The article [“In Burlington, a Racially Charged Investigation Raises Questions About a Principal’s Departure,” May 4] talks about Abi Sessions’ decision to step down as the principal of the Sustainability Academy. The article is noteworthy because her decision happens to coincide with a recent controversy at the school. A 7-year-old boy accidentally wet himself on the playground; the school scolded him, grabbed him roughly and sent him outside, without a coat, to clean up. His mother, Jaquana Tyler, believes that her son was treated this way because he is African American. The poor child is probably embarrassed enough that he had an accident in public, but now his mother has turned it into a public spectacle. Perhaps it was a somewhat harsh way to deal with the situation, but racist? I doubt it. Honestly, I have not seen any evidence, besides Tyler’s personal opinion, that this was the result of racism. The main flaw that I see with Tyler’s allegations is the target itself: the school. According to the article, almost a quarter of Barnes students speak English as a second language; collectively, the students speak 17 different tongues. Also, the school had a ceremony that resulted in 19 immigrants becoming U.S. citizens. Simply put, if you are racist or bigoted, this is not the place where you really want to work. If I hated those of a race other than my own, why would I work at a school that encourages diversity?

Richard Regimbal

Swanton

Just a Coincidence?

I disagree with Abi Sessions’ claim that her departure from the position of principal at the Sustainability Academy at Lawrence Barnes is unrelated to an incident involving a young African American boy having “a pee accident on the playground” [“In Burlington, a Racially Charged Investigation Raises Questions About a Principal’s Departure,” May 4]. It seems strange that, after claiming that her position as principal was a “dream job,” she suddenly decided that she is no longer qualified to work with such a “racially diverse” group of students. Furthermore, it is strange that her decision to leave coincides with an investigation of the “pee” incident.

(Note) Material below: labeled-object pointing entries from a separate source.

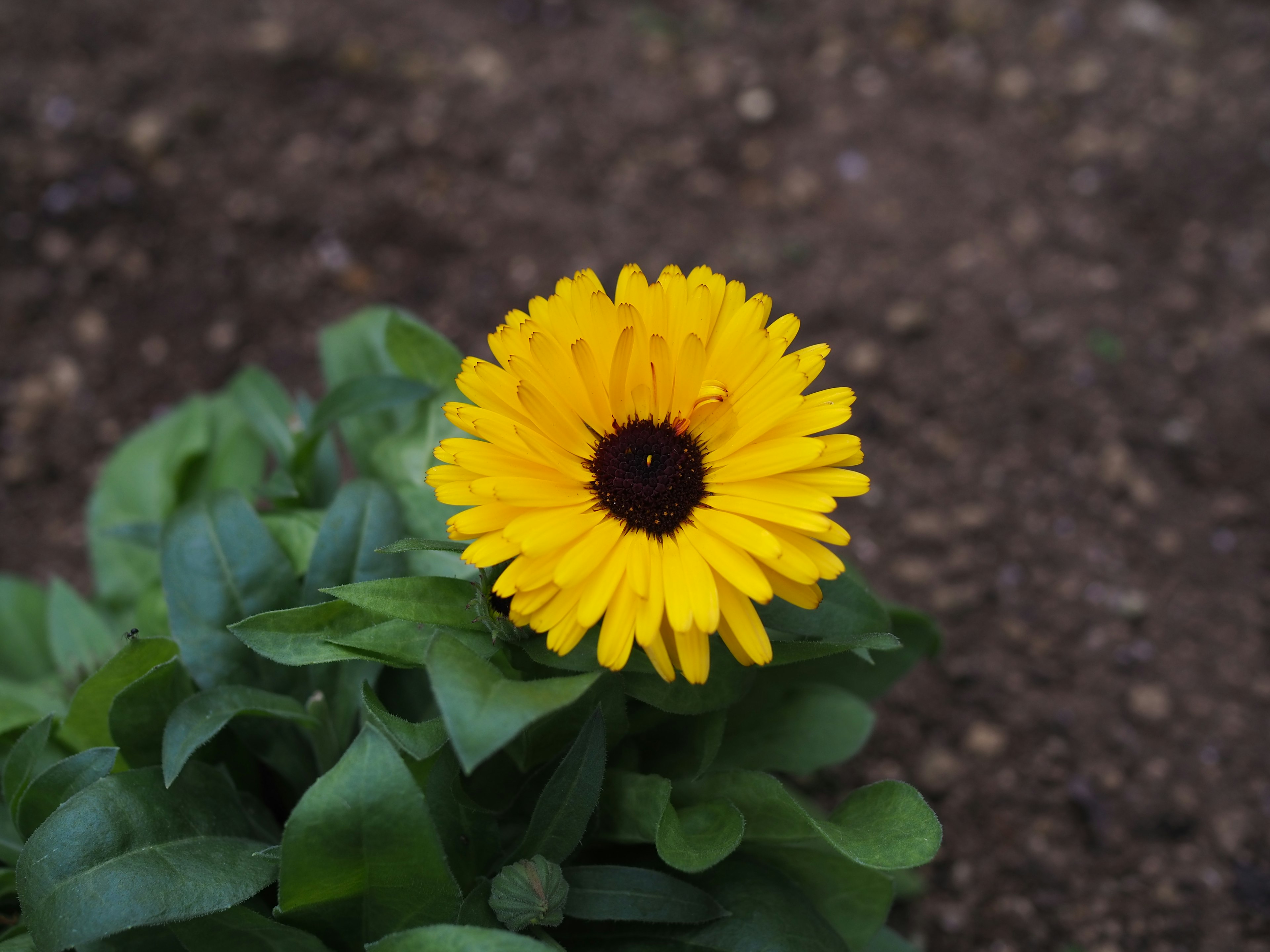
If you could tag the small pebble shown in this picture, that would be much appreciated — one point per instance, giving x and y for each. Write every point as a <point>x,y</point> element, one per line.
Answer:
<point>756,104</point>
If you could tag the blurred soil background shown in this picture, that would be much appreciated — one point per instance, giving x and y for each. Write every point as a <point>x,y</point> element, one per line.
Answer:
<point>1036,235</point>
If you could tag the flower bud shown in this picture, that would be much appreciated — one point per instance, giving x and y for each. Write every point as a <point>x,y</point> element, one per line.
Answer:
<point>529,893</point>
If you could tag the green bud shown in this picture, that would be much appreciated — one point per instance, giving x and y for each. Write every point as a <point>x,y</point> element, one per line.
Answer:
<point>529,893</point>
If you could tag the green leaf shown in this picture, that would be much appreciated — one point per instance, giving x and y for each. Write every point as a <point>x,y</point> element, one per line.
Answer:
<point>570,799</point>
<point>243,931</point>
<point>142,484</point>
<point>88,722</point>
<point>420,740</point>
<point>632,894</point>
<point>888,825</point>
<point>728,683</point>
<point>848,612</point>
<point>887,940</point>
<point>695,838</point>
<point>140,711</point>
<point>916,633</point>
<point>364,395</point>
<point>637,809</point>
<point>795,728</point>
<point>23,639</point>
<point>158,855</point>
<point>79,640</point>
<point>220,565</point>
<point>364,517</point>
<point>22,763</point>
<point>456,938</point>
<point>338,631</point>
<point>425,545</point>
<point>484,710</point>
<point>22,705</point>
<point>430,600</point>
<point>420,352</point>
<point>59,784</point>
<point>468,832</point>
<point>296,534</point>
<point>360,855</point>
<point>201,718</point>
<point>265,404</point>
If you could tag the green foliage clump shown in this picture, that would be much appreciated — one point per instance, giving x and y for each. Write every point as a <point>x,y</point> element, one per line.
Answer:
<point>324,735</point>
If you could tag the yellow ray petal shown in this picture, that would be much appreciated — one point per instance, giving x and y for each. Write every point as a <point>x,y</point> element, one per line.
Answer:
<point>766,459</point>
<point>679,607</point>
<point>802,595</point>
<point>581,560</point>
<point>703,592</point>
<point>491,550</point>
<point>779,489</point>
<point>740,531</point>
<point>745,624</point>
<point>694,651</point>
<point>731,563</point>
<point>618,633</point>
<point>802,520</point>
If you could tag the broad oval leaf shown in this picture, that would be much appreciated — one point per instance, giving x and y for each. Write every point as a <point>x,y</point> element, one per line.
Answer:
<point>431,600</point>
<point>88,722</point>
<point>888,825</point>
<point>222,565</point>
<point>360,855</point>
<point>695,838</point>
<point>140,713</point>
<point>483,710</point>
<point>456,938</point>
<point>570,799</point>
<point>21,766</point>
<point>364,517</point>
<point>24,647</point>
<point>420,740</point>
<point>79,640</point>
<point>795,728</point>
<point>59,784</point>
<point>201,718</point>
<point>633,894</point>
<point>129,852</point>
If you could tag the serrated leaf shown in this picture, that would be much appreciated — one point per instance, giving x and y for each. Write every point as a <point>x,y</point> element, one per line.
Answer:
<point>420,740</point>
<point>239,930</point>
<point>201,718</point>
<point>795,729</point>
<point>220,565</point>
<point>430,600</point>
<point>728,683</point>
<point>79,640</point>
<point>22,763</point>
<point>888,825</point>
<point>456,938</point>
<point>633,894</point>
<point>364,517</point>
<point>59,784</point>
<point>88,720</point>
<point>296,534</point>
<point>483,710</point>
<point>570,799</point>
<point>425,545</point>
<point>24,643</point>
<point>360,855</point>
<point>140,711</point>
<point>160,856</point>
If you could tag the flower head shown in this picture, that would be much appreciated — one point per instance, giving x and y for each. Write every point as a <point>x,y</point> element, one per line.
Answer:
<point>648,460</point>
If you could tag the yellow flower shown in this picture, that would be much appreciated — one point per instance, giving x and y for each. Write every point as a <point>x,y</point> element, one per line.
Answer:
<point>648,460</point>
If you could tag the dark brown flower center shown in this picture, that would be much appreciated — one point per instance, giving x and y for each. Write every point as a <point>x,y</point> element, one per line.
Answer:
<point>650,475</point>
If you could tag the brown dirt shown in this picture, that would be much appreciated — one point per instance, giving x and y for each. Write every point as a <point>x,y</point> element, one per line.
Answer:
<point>1036,235</point>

In the middle of January, a 7-year-old boy was roughly taken from his class by a staff member and forced to grab a bucket and sponge and go outside in the freezing cold without a jacket, sobbing, and clean up a urine stain from the ground. It’s ridiculous, and his mother knew it. If I were in her position, I would be writing an angry letter, as well. I wouldn’t necessarily say that this one incident was fueled by racism, but Sessions’ departure truly is. At the height of a racially charged investigation, she conveniently decides that she’s unfit to teach racial diversity. What else could it be, if not racism?

Stanley Blow III

Swanton

Blow and Regimbal are both 11th-grade journalism students at Missisquoi Valley Union high school.